Thomas Bailey Aldrich

November 11, 1836 – March 19, 1907 / Portsmouth, New Hampshire

Sea Longings

The first world-sound that fell upon my ear
Was that of the great winds along the coast
Crushing the deep-sea beryl on the rocks--
The distant breakers' sullen cannonade.
Against the spires and gables of the town
The white fog drifted, catching here and there
At overleaning cornice or peaked roof,
And hung--weird gonfalons. The garden walks
Were choked with leaves, and on their ragged biers
Lay dead the sweets of summer--damask rose,
Clove-pink, old-fashioned, loved New England flowers
Only keen salt-sea odors filled the air.
Sea-sounds, sea-odors--these were all my world.

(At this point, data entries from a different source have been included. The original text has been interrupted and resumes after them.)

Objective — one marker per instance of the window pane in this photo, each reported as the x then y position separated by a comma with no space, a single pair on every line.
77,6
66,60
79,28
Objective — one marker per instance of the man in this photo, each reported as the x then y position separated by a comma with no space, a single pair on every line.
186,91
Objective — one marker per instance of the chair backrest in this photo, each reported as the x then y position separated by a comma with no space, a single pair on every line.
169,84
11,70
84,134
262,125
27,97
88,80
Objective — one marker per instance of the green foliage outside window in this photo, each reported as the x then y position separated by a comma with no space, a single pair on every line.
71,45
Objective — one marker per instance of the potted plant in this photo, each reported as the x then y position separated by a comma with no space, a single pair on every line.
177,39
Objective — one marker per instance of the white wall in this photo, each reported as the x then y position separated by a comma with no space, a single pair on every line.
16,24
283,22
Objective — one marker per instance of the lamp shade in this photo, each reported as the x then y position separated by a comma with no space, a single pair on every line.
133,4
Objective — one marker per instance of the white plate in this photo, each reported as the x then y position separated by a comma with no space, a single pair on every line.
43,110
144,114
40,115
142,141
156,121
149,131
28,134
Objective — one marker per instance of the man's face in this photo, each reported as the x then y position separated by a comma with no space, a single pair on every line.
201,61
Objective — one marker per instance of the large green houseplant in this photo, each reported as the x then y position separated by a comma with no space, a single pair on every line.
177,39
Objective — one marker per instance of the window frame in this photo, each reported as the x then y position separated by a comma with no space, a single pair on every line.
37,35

Hence is it that life languishes with me
Inland; the valleys stifle me with gloom
And pent-up prospect; in their narrow bound
Imagination flutters futile wings.
Vainly I seek the sloping pearl-white sand
And the mirage's phantom citadels
Miraculous, a moment seen, then gone.
Among the mountains I am ill at ease,
Missing the stretched horizon's level line
And the illimitable restless blue.
The crag-torn sky is not the sky I love,
But one unbroken sapphire spanning all;
And nobler than the branches of a pine
Aslant upon a precipice's edge
Are the strained spars of some great battle-ship
Plowing across the sunset. No bird's lilt
So takes me as the whistling of the gale
Among the shrouds. My cradle-song was this,
Strange inarticulate sorrows of the sea,
Blithe rhythms upgathered from the Sirens' caves.

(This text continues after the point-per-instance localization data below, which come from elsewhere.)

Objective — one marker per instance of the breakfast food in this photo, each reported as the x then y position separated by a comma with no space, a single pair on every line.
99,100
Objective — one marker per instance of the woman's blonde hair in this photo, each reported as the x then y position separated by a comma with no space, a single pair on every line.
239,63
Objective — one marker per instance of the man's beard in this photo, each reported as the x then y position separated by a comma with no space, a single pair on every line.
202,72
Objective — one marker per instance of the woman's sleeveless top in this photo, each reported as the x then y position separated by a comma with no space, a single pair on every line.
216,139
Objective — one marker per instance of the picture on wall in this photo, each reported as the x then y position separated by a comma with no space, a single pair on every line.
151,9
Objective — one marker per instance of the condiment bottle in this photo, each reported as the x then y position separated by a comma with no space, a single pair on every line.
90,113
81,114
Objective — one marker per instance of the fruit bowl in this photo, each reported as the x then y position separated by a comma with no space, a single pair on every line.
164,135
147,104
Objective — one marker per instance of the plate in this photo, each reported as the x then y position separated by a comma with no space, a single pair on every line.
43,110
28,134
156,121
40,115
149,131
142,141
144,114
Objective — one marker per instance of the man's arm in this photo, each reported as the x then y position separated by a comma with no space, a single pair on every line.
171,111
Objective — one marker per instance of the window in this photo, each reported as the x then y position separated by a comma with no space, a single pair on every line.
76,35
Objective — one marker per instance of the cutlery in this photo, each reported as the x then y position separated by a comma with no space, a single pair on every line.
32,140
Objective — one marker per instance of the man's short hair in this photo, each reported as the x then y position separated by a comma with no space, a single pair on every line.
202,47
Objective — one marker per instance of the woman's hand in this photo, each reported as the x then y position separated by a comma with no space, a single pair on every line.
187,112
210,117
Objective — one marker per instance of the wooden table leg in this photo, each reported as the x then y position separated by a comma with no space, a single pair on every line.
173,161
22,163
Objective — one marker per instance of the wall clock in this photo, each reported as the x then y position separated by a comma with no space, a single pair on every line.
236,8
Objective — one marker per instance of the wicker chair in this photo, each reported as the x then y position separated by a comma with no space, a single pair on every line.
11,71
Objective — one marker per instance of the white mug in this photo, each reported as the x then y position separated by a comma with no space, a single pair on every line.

Perchance of earthly voices the last voice
That shall an instant my freed spirit stay
On this world's verge, will be some message blown
Over the dim salt lands that fringe the coast
At dusk, or when the tranced midnight droops
With weight of stars, or haply just as dawn,
Illumining the sullen purple wave,
Turns the gray pools and willow-stems to gold.